(TN) Help! Police allowed bail bondsman to search my house without my consent.

"> It is a Federal law that allows bail bondsmen to search the registered residence of a fugitive. The relevant Supreme Court case is Taylor v. Taintor." There is no FEDERAL LAW that gives a bail bondsman the right to search. Period. Absolutely none. Allow me to introduce you to the 4th amendment.

The Fourth Amendment (Amendment IV) to the United States Constitution is the part of the Bill of Rights that prohibits unreasonable searches and seizures and requires any warrant to be judicially sanctioned and supported by probable cause.

"All that said, in my state, bail bondsmen or their agents are supposed to tell you who they are and who the are looking for before they enter. Because she used your address on her bail bond application (even though it appears that you were not the one who bonded her out), it sounds that they had the right to search your home for her. At least, based in the info you provided. There may be further restrictions or allowances for bondsmen in your state, but this is how the feds look at it."

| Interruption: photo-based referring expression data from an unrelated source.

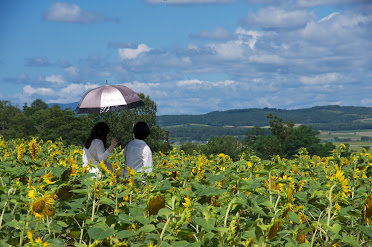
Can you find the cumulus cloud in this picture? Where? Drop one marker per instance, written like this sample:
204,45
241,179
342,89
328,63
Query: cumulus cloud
219,33
38,61
56,80
129,53
29,90
322,79
72,71
64,12
276,17
197,83
181,2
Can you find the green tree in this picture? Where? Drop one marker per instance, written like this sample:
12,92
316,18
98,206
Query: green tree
285,139
13,123
190,147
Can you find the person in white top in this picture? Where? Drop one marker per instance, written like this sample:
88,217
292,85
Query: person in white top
95,148
137,153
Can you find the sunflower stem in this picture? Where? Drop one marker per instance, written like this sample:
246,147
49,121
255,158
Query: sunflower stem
163,231
2,214
329,209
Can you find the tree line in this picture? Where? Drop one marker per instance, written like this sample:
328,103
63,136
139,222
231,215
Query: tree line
52,123
283,138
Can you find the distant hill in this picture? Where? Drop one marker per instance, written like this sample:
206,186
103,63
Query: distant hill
64,106
320,117
237,122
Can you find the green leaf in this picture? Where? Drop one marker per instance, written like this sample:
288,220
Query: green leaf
143,220
216,178
165,212
82,191
147,228
165,186
258,210
56,242
124,193
267,204
125,234
210,192
58,171
348,240
207,225
293,217
107,201
15,224
61,223
367,230
98,232
335,228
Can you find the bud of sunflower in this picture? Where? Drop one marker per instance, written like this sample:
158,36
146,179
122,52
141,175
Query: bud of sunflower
368,209
64,193
155,204
274,228
299,237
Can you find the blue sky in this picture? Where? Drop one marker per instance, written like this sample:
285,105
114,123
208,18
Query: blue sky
189,56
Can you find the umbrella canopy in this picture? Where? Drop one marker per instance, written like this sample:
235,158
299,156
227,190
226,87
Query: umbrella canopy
108,98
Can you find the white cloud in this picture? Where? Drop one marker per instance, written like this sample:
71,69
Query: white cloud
231,50
28,90
64,12
273,17
326,78
72,71
196,82
218,33
336,28
266,59
128,53
55,79
249,36
180,2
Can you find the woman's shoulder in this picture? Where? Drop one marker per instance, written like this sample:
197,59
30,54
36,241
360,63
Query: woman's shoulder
96,142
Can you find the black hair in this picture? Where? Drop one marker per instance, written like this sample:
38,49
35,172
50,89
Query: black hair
141,130
99,131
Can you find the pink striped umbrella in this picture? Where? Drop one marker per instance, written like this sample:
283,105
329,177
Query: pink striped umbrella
108,98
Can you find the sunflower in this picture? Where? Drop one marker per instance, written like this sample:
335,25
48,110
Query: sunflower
155,204
43,207
187,202
20,151
368,209
104,168
345,189
274,228
64,193
34,149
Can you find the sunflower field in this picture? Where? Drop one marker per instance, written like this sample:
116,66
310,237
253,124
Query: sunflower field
48,199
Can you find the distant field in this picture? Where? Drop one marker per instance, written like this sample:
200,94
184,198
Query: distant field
355,138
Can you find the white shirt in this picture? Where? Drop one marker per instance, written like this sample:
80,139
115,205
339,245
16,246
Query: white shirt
137,154
97,148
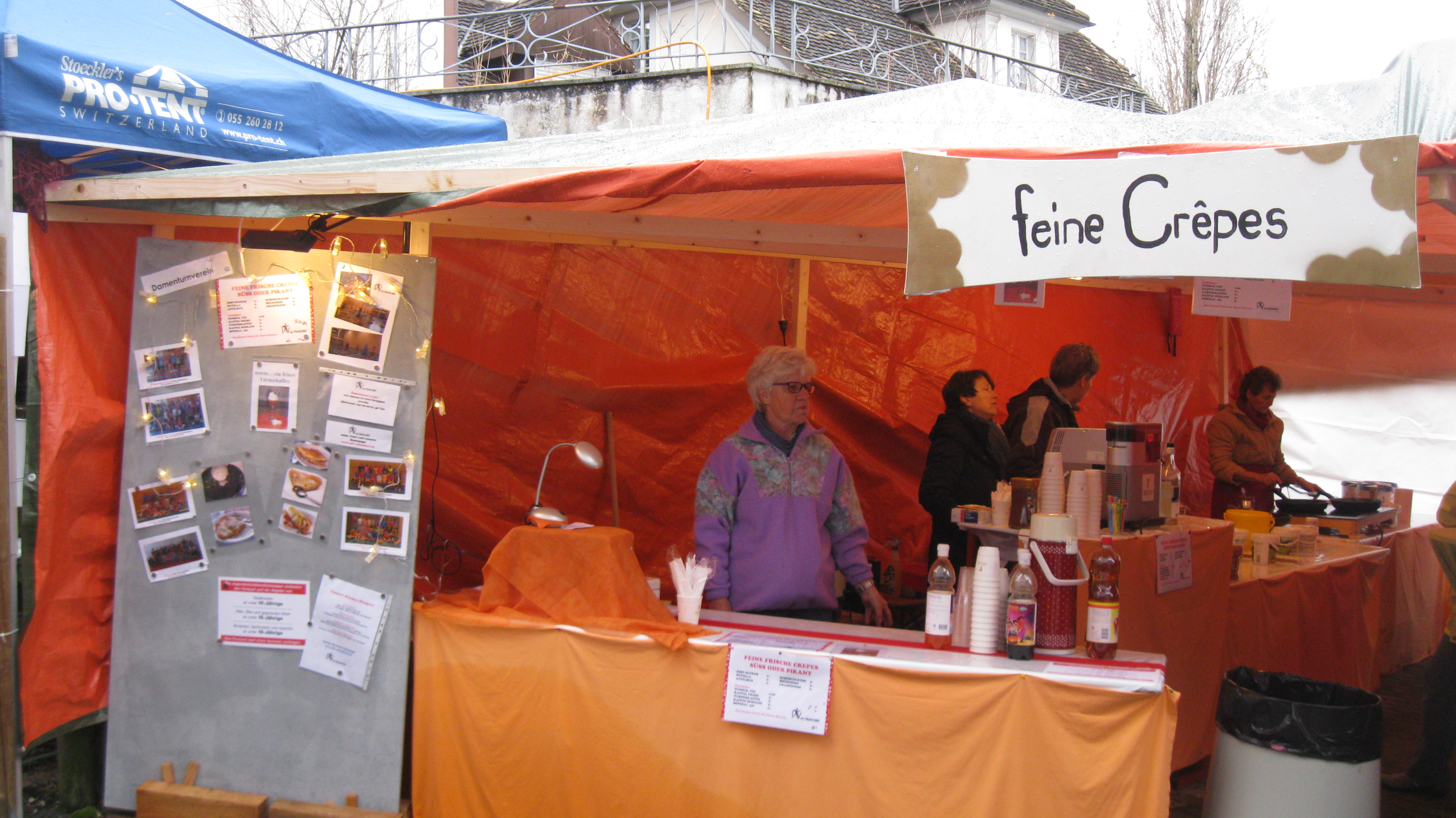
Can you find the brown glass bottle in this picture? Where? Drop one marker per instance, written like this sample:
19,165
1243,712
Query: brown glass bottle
1104,602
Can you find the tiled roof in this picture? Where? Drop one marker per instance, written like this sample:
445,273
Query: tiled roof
1085,57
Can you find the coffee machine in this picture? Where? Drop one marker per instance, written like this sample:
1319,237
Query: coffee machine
1135,462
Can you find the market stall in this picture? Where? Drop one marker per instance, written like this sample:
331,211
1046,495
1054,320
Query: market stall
643,290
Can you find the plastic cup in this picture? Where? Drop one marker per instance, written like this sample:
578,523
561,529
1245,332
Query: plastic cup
689,608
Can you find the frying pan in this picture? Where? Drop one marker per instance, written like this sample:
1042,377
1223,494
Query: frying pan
1299,507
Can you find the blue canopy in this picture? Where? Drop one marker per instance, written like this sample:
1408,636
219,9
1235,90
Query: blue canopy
155,78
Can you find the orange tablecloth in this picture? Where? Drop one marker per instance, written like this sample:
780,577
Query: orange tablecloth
1187,627
535,723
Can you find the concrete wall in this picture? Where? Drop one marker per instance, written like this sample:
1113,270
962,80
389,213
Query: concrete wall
634,101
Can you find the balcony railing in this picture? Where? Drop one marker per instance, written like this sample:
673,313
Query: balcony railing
522,43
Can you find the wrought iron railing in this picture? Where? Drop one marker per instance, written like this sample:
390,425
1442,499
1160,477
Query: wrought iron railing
506,44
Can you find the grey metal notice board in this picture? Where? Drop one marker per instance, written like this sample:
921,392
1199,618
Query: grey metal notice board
253,717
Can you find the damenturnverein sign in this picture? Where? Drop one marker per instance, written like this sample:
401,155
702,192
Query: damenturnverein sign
1339,213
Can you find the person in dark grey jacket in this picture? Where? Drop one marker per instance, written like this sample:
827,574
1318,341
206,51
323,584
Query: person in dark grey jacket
968,459
1048,405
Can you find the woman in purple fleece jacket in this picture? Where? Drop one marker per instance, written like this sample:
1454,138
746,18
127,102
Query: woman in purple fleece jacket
777,506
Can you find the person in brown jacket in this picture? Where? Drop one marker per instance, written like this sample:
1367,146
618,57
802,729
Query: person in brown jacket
1244,448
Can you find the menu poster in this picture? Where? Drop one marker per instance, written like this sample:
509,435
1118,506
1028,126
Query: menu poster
365,400
360,318
266,312
263,614
1174,561
1266,299
778,689
168,366
274,400
344,632
359,437
187,274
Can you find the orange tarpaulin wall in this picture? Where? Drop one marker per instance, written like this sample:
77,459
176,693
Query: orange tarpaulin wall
528,723
534,343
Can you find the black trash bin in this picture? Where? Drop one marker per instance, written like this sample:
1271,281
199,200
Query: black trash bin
1292,746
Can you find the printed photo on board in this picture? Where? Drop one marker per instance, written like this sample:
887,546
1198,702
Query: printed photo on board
355,344
175,416
161,503
223,483
378,477
175,554
168,366
234,526
360,312
366,529
273,408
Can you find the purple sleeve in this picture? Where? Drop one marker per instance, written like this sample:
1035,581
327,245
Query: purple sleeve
847,529
713,523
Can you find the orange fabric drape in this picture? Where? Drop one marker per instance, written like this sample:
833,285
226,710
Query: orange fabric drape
585,577
1180,625
1321,624
526,723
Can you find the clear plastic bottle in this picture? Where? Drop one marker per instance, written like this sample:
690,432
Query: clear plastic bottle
1171,487
938,600
1104,602
1021,611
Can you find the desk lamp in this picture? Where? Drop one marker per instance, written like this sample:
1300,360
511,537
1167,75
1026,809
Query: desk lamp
587,455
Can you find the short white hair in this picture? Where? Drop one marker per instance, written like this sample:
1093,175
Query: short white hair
778,365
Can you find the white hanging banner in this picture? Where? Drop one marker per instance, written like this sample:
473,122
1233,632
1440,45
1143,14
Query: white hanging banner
1339,213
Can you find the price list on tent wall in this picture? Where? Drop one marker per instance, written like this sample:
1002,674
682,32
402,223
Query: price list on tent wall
270,506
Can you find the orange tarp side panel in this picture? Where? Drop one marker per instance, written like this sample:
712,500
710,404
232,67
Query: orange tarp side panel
1180,625
525,723
585,577
1323,624
82,277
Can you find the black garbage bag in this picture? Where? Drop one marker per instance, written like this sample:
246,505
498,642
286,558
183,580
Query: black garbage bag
1292,714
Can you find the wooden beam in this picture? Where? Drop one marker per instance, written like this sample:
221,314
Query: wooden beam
419,238
237,183
1444,190
802,306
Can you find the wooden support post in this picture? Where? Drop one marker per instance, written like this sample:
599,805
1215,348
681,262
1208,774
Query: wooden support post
612,469
11,782
802,306
419,234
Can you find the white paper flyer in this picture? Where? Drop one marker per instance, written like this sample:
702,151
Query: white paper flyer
365,400
360,318
272,311
357,436
274,400
778,689
344,631
263,614
187,274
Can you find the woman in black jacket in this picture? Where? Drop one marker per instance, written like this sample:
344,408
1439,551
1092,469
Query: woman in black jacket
968,458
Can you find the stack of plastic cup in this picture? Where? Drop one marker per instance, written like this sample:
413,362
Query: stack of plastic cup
1078,503
1053,491
988,603
962,615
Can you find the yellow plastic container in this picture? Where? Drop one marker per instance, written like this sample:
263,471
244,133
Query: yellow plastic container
1250,520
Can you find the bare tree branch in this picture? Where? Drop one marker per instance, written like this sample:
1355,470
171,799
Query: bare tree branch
1202,50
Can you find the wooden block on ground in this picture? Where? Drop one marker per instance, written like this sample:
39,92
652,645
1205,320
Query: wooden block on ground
161,800
285,809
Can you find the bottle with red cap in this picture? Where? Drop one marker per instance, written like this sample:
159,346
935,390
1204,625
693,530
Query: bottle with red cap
1104,602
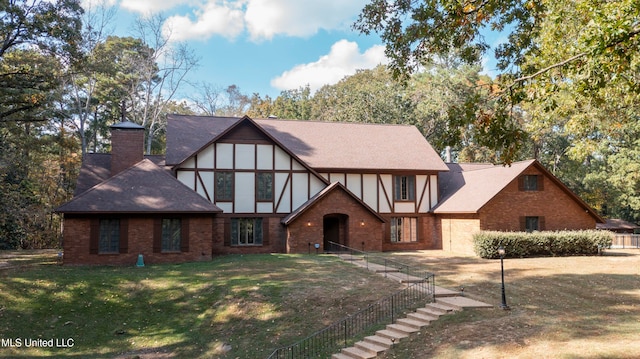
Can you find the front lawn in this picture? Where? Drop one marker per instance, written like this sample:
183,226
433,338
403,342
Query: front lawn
231,307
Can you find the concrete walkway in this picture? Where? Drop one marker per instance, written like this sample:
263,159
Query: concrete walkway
447,301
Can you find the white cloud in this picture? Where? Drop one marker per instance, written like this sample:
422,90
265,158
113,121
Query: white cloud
266,18
263,19
147,7
343,60
212,19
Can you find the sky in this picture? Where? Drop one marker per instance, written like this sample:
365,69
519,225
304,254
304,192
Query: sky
262,46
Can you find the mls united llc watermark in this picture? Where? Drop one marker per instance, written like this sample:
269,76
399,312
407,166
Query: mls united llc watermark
36,343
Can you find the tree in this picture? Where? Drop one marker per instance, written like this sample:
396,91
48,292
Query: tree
583,46
166,69
368,96
32,35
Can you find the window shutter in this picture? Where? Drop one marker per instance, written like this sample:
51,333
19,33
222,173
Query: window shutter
157,235
124,235
94,236
184,235
227,232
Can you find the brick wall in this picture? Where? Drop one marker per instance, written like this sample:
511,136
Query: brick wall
560,211
76,243
359,224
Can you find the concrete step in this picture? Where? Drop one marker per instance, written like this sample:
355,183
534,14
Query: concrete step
422,316
439,308
355,353
401,328
430,311
378,340
413,323
370,347
391,335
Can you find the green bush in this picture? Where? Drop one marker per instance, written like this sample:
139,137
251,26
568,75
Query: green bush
523,244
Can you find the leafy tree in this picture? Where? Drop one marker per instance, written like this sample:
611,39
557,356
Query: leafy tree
585,45
368,96
161,76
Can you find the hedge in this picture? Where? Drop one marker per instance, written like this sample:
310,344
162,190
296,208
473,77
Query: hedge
523,244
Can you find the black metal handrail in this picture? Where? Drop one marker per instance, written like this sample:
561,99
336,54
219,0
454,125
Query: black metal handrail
342,333
387,265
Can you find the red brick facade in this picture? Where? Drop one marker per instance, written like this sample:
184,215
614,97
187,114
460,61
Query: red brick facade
358,227
140,233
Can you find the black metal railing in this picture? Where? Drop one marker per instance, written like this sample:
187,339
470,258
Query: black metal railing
346,331
626,240
343,333
379,262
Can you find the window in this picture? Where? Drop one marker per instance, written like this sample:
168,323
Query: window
405,188
171,234
224,186
109,236
530,183
264,184
404,229
246,231
532,224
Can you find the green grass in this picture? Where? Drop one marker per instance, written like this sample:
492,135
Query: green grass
251,303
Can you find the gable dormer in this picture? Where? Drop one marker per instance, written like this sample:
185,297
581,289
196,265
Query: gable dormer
244,170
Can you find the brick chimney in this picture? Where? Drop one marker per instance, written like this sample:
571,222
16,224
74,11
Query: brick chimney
127,146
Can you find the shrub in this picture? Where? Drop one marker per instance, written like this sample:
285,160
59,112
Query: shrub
523,244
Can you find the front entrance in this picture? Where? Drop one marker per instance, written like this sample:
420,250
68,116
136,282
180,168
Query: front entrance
335,229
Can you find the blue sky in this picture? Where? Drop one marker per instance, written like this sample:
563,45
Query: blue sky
262,46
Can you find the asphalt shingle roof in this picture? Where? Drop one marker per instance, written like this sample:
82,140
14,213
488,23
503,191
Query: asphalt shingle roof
142,188
321,145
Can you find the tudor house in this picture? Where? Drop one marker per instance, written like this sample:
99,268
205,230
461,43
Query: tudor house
241,185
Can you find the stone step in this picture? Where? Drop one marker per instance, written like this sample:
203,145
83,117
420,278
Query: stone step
413,323
378,340
401,328
355,353
370,347
422,316
391,335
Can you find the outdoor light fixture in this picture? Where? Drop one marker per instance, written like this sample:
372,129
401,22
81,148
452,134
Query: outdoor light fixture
501,252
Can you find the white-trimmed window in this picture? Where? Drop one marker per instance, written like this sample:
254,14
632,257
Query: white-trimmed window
404,229
171,234
404,188
264,186
246,231
109,236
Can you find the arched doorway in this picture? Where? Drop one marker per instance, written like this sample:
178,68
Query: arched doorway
335,228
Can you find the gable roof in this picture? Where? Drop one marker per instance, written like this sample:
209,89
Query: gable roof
466,188
142,188
335,186
363,146
96,168
320,145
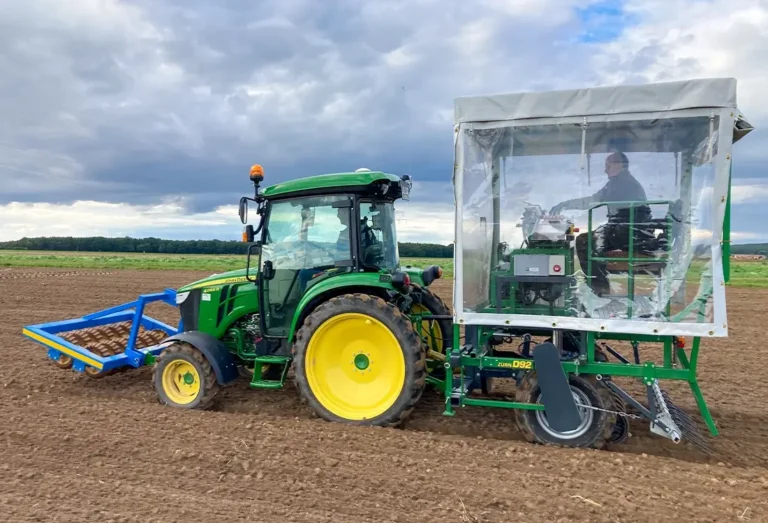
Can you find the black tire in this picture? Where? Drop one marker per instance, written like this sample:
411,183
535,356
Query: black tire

Jesus fuckin christ. I have already given you the info on FEDERAL LAW and the TN state law regarding a bail bondsman right to search.

"but this is how the feds look at it."

NO THEY DON'T. 4th amendment State law civil contract

Please explain to me how another individual can sign away my fuckin CIVIL RIGHTS.

You said you work in the bail industry. Tell me, is the bail contract a civil agreement or a court issued order.

"They may pursue him into another State; may arrest him on the Sabbath; and if necessary, may break and enter his house for that purpose."

Bull shit. Try that shit in Illinois, lets see how well that works out for you. (Check out their laws regarding bondsman and bail agents.)

"Nicholls v. Ingersoll is a related Supreme Court decision which guarantees the right of a bail bondsman to appoint an agent to apprehend a fugitive oh his behalf."

Why in the fuck did you quote this? This has nothing to do with search and seizure laws.